By Mike Rawlins, CCDP Chair

The Democratic Party is firmly committed to making sure that every citizen entitled to vote is able to vote and able to vote as easily as possible. Too many people had to wait in long lines to vote in Tuesday’s Democratic Primary. To the extent we could have prevented this we apologize and offer these explanations about how it happened and what we’re doing to prevent it from happening again.

For background, the parties run the primaries on Election Day, contracting with the county for services.  The state provides funding for equipment rental and staffing using formulas based on turnout estimates provided by the county parties.

We estimated a total turnout of around 100,000 voters, with only a quarter of them voting on Election Day based on recent elections. We ended up with around 85,000 Democratic voters but over half voted on Election Day. We believe that the largest factor in the lopsided turnout was voters deliberately waiting until after the South Carolina primary, and this is confirmed by nationwide polls as well as our own anecdotal reporting.

Reports from our election judges indicate that the main bottleneck was not voter check-in but insufficient voting machines. Other factors may have included a longer than ever Democratic Primary ballot, unfamiliar new machines, and a software deficiency (that is to be fixed this summer) that forced each race and proposition to be on a separate screen.

We are already working with the County Elections Department to see that more machines are purchased.

Another factor was voters going to familiar vote centers that had long lines, as opposed to nearby vote centers that had shorter lines. We’ll be working with the county to train election workers to more aggressively direct voters to alternate locations with shorter lines and to better educate voters to check the county’s web site to find out wait times at the various vote centers.

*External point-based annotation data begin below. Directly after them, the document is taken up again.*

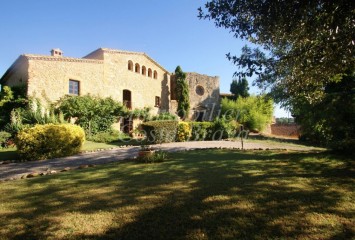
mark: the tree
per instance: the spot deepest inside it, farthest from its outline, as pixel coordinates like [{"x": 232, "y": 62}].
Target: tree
[
  {"x": 240, "y": 88},
  {"x": 11, "y": 98},
  {"x": 305, "y": 43},
  {"x": 330, "y": 122},
  {"x": 307, "y": 49},
  {"x": 182, "y": 90}
]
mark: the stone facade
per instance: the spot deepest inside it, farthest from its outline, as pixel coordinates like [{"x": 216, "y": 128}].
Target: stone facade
[{"x": 131, "y": 77}]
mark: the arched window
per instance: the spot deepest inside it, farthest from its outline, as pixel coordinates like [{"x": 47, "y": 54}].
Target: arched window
[
  {"x": 137, "y": 68},
  {"x": 127, "y": 98},
  {"x": 144, "y": 71},
  {"x": 130, "y": 65}
]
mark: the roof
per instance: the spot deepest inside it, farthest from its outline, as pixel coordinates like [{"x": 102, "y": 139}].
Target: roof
[
  {"x": 84, "y": 59},
  {"x": 110, "y": 50},
  {"x": 61, "y": 58}
]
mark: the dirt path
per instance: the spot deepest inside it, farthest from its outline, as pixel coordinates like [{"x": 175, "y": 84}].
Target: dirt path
[{"x": 17, "y": 170}]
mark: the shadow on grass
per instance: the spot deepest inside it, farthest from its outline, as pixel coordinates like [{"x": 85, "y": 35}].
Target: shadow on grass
[
  {"x": 196, "y": 195},
  {"x": 282, "y": 140}
]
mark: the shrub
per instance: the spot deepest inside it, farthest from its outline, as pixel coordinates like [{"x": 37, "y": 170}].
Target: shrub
[
  {"x": 164, "y": 116},
  {"x": 4, "y": 138},
  {"x": 254, "y": 112},
  {"x": 157, "y": 156},
  {"x": 94, "y": 114},
  {"x": 222, "y": 129},
  {"x": 49, "y": 141},
  {"x": 160, "y": 131},
  {"x": 183, "y": 132},
  {"x": 109, "y": 136},
  {"x": 200, "y": 131}
]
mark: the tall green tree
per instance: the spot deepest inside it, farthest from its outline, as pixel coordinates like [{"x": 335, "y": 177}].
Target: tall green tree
[
  {"x": 304, "y": 43},
  {"x": 182, "y": 90},
  {"x": 240, "y": 88},
  {"x": 304, "y": 49},
  {"x": 11, "y": 98}
]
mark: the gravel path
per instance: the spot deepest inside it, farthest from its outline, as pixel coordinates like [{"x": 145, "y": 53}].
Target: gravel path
[{"x": 13, "y": 171}]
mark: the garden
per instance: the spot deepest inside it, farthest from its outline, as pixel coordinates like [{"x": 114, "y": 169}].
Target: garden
[{"x": 205, "y": 194}]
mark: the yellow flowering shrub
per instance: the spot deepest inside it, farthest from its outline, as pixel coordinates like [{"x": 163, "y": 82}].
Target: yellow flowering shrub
[
  {"x": 183, "y": 132},
  {"x": 49, "y": 141}
]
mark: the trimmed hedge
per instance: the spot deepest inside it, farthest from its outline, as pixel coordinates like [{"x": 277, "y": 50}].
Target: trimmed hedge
[
  {"x": 49, "y": 141},
  {"x": 160, "y": 131},
  {"x": 201, "y": 131}
]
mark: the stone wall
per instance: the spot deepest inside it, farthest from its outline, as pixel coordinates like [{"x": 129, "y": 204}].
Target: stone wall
[
  {"x": 48, "y": 78},
  {"x": 103, "y": 73},
  {"x": 204, "y": 95},
  {"x": 143, "y": 88},
  {"x": 17, "y": 73}
]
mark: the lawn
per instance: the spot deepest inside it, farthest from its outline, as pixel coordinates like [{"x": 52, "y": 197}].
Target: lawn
[
  {"x": 211, "y": 194},
  {"x": 11, "y": 154}
]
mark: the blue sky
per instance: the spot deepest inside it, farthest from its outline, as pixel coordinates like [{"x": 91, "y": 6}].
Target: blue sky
[{"x": 168, "y": 31}]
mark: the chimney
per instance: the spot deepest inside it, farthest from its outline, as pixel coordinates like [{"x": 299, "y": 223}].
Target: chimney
[{"x": 56, "y": 52}]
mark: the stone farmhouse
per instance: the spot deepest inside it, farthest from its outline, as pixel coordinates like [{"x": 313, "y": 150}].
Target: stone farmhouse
[{"x": 133, "y": 78}]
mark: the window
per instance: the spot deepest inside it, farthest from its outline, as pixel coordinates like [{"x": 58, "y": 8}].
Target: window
[
  {"x": 137, "y": 68},
  {"x": 74, "y": 87},
  {"x": 130, "y": 65},
  {"x": 200, "y": 90},
  {"x": 157, "y": 101}
]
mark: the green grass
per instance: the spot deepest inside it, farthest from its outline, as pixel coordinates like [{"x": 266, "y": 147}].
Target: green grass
[
  {"x": 8, "y": 154},
  {"x": 11, "y": 154},
  {"x": 214, "y": 194}
]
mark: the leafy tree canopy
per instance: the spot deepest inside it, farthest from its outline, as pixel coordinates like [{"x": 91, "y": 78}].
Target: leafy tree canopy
[
  {"x": 240, "y": 87},
  {"x": 305, "y": 44},
  {"x": 182, "y": 89}
]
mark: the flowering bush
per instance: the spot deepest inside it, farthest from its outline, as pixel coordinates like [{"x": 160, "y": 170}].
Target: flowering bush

We are ecstatic that so many Democrats are now voting in our county.  We will be working to ensure all can vote quickly and smoothly in future elections, including the coming May 26 Runoffs and the very important November 3 General Election.

 

Comments 1

  1. Election Day on Nov 3rd should be divided into two shifts. On March 3rd some paid poll workers worked more than 16 hrs, with Election Judges working much more. Some judges may want to be present at both poll opening and closing on Election Day. If so, offer judges a split-shift option.